App-RPi-EnvUI has dep Async::Event::Interval with listed ver 0.00 and updated ver 0.03
Devel-Trace-Subs has dep Devel::Examine::Subs with listed ver 1.61 and updated ver 1.69
Devel-Trace-Subs has dep Mock::Sub with listed ver 1.01 and updated ver 1.07
RPi-WiringPi has dep RPi::LCD with listed ver 2.3601 and updated ver 2.3603
RPi-WiringPi has dep RPi::I2C with listed ver 2.3602 and updated ver 2.3603

Lastly, how do you include all prereqs even if the listed wanted version is zero?:

check_deps('STEVEB', ignore_any => 0);

I was going to hook this into an automation script using other tools I have written, but I just don't have the time.
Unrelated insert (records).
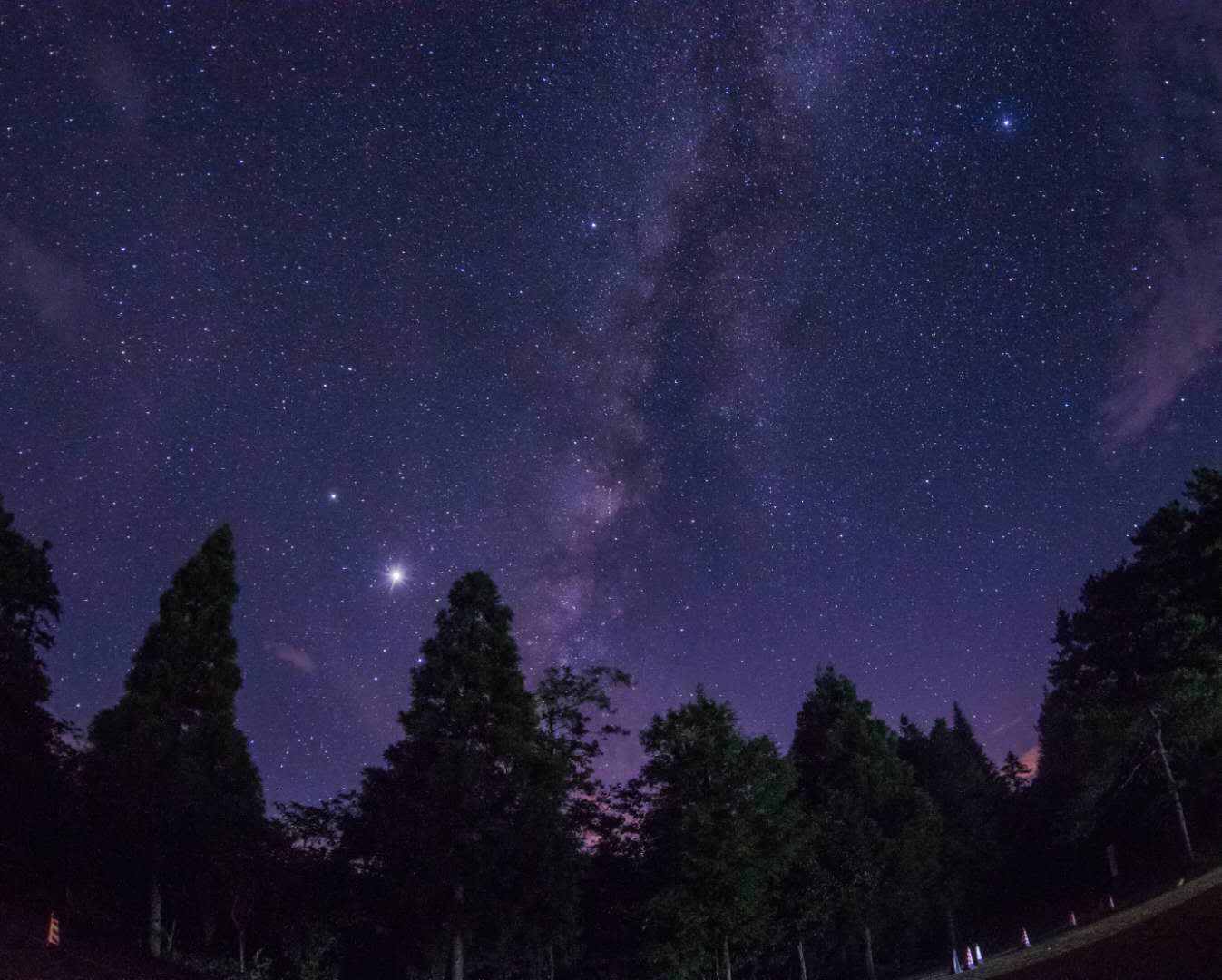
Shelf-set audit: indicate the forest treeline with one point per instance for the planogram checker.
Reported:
(485, 846)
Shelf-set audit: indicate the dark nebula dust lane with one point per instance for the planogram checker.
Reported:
(731, 340)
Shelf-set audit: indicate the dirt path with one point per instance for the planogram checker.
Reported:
(1175, 935)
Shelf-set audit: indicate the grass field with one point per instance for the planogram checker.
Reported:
(1175, 935)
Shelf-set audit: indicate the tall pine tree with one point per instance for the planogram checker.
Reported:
(1136, 686)
(468, 799)
(30, 605)
(721, 832)
(169, 770)
(875, 828)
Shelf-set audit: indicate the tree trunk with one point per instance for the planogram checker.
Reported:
(456, 965)
(155, 919)
(1173, 789)
(240, 924)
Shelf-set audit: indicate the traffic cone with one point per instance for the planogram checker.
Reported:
(53, 931)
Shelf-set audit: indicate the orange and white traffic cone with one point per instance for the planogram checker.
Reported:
(53, 931)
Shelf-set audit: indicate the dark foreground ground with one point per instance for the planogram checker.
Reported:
(24, 957)
(1175, 942)
(1182, 942)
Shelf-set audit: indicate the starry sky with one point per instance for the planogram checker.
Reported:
(731, 338)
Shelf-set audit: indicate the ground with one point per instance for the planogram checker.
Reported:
(24, 956)
(1175, 935)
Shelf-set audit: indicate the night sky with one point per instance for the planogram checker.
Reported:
(729, 338)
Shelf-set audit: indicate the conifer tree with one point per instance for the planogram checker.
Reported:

Just knowing what needs to be updated is fine for me for now.

As always, have fun!

3 Comments

Please don't do this, this is toxic to end users and dependencies alike, and makes it much harder for end users on older Perl's to use your code.

This is much more likely to make a vendor yell at you also.

This isn't Node or Java where you need to declare a newer version in order for a newer version to be used, end users can ( and will regularly ) do that on their own without you needing to declare updates.

You only have to state the minimum version that is expected to work, not the "latest".

The last thing you ever want to have happen is "I need this newer version of X to get feature Y", and then find >20+ other things you were using get updated, and break, because you hadn't planned on that upgrade yet.

Or worse still, you try to upgrade, and then in the process your upgrade causes requires updating a dependency to a version that requires a newer perl than you have, causing a deadlock where you can't actually upgrade, ... for no actual reason.

Upgrade deps only when necessary, not as a force of habit.

I'm not sure I understand the response.

My interpretation of what your module does in short is:

  • Get the current deps of your package
  • fetch data from metacpan to work out newest versions of those deps
  • set version requirements of your package to the returned values

The last of these is hostile, and should not be done.

If however, you performed a test in that last step, and that test indicated that a newer version of the dependency was required to function, then the last step is fine.

But you should never tell a user "Get a newer version of this" unless your own code will not work otherwise.